As always, take predictions with a mountain-sized grain of salt.
Published: February 10, 2009 at 3:54 PMWell, I hope C'sGA won't leave, because that's my cousin's home park, and I'll be visiting there in the next few years...
Published: February 10, 2009 at 9:07 PMI doubt that we will see any big closings in 2010. We will see some shakeups, some winners, and some losers, but everyone should survive. Here are some thoughts.
Sold Down The River- The Busch parks are surely in a period of uncertainty right now. They have a great product, a large market share, and a healthy bottom line. What will happen when they lose the support of AB? The quality of the parks will get them through the year relatively unscathed, despite a drop in tourism. Williamsburg remains a relatively inexpensive destination for families, so BGE will be ok. Manta will save the season for SeaWorld Orlando. What happens with the ownership keeps it's future in question.
Reality Check- It's Disney's turn to have one. Their numbers have been robust and inflated for a years. During that time, they created a massive resort with numerous rides, shows, hotels, restaurants, and other attractions. Money was no object, and no expense was spared in their attempt to provide the perfect theme park experience. It's the very thing that makes Disney successful that will cause problems for them. Revenue sunk last year, hotel bookings decreased. Money is now officially an object for Disney, and the cost of running the Orlando resort isn't pretty. The reality is that people will cut back on their vacation spending for a while, and Disney simply will cost too much, even with the discounts...for many. My prediction is this, Disney may find a way to keep attendance stable with discounts, but their bottom line will take a serious beating, and their market share will not increase. Look for more cuts in Mouseland, at least until people have the money to go again.

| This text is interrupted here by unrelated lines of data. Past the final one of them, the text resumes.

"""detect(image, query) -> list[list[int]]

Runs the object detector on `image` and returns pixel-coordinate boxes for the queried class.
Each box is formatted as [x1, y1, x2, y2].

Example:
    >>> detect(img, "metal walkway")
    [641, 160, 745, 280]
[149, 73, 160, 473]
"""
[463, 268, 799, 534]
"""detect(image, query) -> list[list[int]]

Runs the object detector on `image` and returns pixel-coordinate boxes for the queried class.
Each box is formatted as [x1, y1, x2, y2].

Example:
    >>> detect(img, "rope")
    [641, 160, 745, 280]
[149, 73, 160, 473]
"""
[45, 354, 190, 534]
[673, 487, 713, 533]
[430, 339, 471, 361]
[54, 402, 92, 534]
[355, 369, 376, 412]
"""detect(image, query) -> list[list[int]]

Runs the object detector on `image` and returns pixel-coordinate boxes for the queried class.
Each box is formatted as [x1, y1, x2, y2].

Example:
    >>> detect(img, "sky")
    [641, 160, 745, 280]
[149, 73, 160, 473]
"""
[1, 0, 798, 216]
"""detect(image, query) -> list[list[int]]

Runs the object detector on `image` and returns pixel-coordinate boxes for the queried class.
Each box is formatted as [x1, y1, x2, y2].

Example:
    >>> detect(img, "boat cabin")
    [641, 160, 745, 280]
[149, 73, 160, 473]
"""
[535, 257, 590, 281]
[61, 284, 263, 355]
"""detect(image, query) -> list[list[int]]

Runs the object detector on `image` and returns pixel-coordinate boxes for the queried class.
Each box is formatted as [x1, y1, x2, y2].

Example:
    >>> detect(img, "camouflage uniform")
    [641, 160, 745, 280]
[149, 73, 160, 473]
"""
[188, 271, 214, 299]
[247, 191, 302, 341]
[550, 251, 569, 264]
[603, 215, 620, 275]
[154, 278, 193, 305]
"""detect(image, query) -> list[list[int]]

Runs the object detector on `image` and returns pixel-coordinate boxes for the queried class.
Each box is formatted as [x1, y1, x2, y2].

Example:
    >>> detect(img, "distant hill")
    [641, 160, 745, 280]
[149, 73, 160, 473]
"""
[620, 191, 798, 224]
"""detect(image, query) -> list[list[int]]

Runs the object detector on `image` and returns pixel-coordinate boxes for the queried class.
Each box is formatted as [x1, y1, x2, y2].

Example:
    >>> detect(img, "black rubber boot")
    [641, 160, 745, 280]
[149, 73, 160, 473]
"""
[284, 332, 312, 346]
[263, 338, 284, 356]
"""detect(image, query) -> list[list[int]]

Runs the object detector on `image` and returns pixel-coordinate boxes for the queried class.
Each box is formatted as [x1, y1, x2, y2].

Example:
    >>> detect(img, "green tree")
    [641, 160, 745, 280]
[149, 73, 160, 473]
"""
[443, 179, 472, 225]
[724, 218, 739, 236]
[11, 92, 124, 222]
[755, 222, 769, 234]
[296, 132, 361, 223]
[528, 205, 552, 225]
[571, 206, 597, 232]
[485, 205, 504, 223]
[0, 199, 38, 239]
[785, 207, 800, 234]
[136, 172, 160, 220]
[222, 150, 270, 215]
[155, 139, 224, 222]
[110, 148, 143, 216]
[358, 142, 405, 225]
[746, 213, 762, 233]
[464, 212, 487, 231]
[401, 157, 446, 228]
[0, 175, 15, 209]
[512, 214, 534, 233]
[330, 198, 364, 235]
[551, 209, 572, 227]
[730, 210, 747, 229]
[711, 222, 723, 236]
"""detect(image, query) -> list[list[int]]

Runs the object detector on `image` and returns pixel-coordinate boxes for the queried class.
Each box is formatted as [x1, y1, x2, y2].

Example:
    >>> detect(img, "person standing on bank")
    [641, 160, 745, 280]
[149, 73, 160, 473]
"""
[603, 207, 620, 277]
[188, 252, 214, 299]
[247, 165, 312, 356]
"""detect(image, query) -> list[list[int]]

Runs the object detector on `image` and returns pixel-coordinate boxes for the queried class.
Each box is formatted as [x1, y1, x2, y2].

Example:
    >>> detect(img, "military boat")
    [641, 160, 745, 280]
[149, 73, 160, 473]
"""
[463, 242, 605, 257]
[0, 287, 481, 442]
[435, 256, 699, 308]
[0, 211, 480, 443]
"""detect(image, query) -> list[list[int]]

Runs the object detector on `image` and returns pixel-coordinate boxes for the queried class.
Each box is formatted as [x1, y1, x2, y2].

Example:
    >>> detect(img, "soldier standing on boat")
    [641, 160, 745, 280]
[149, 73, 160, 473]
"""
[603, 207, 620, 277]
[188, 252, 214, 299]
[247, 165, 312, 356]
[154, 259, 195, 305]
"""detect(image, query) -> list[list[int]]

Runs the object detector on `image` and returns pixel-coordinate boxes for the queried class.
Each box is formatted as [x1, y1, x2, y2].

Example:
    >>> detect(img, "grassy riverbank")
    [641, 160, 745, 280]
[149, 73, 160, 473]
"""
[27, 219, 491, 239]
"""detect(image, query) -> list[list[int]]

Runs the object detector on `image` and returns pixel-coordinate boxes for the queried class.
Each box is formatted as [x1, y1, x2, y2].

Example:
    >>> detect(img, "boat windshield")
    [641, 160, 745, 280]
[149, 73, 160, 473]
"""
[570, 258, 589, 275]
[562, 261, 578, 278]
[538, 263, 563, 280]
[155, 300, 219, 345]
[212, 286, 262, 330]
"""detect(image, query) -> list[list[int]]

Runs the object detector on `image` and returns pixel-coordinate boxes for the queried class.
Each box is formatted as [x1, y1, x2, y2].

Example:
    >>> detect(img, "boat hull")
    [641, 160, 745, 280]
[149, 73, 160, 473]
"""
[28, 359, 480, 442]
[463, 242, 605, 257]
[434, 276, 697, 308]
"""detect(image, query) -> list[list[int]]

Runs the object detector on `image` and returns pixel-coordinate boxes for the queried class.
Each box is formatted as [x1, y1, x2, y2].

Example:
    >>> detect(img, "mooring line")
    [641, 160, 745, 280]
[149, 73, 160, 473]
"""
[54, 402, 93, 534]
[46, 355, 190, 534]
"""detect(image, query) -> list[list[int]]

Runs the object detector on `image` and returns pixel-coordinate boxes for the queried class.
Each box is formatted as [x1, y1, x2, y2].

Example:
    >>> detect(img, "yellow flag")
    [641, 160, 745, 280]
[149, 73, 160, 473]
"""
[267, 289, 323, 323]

Golden Oppurtunity- Universal Orlando's Super Bowl promotion was a master stroke, and it's an example of what parks should be doing to get the people's attention. Amongst all of the potential carnage that may happen in Orlando this year, Universal is in the best position to gain market share. The new ride this year coupled with the coming soon Harry Potter attractions gives them the most potential to gain market share in the precious Orlando market, and while they do have a large property to run, it's nowhere near the cost of Disney's, and remember...money is now an object in Orlando.
Like a Rock- Like them or not, Cedar Fair knows how to run an amusement park. They use good old fashioned thrills, manage and maintain their parks well, spend their money wisely, and always provide a return to their investors. Their flagship parks, Cedar Point and Kings Island, have an almost cultlike following of fans and a huge amount of passholders. Canada's Wonderland has a virtual monopoly in the great north, and many of their parks are building new attractions for the coming year. Diamondback at Kings Island will be a huge hit, providing a boost in attendance and revenue. Prowler at Worlds of Fun will be a big crowd pleaser, and the park will benefit handsomely from the new coaster and those budget minded families who come to ride it. The mothership Cedar Point will probably break even. They don't have a new ride this year and may have some trouble with some of those hotel rooms, but the army of passholders and the regional visitors will come through for them like they always do. The staycationers..if you will James...will also visit.
No Guts, No Glory- The winner of the golden goose award for 2009 goes to Six Flags. The question is this...will they strangle her or let her lay the golden egg. Six Flags has parks in 10 of the biggest metro areas in the country...full of budget minded leisure seekers looking for a closer form of entertainment. With aggressive marketing, discounts, and an improved product, they could see a huge increase in all major categories, including market share. Time will tell if they are willing to put up the fight and reap the spoils, or if they will cut and run, duck and cover. If they do the latter, they will fall on their face, and parks like Kentucky Kingdom and The Great Escape will be in serious trouble.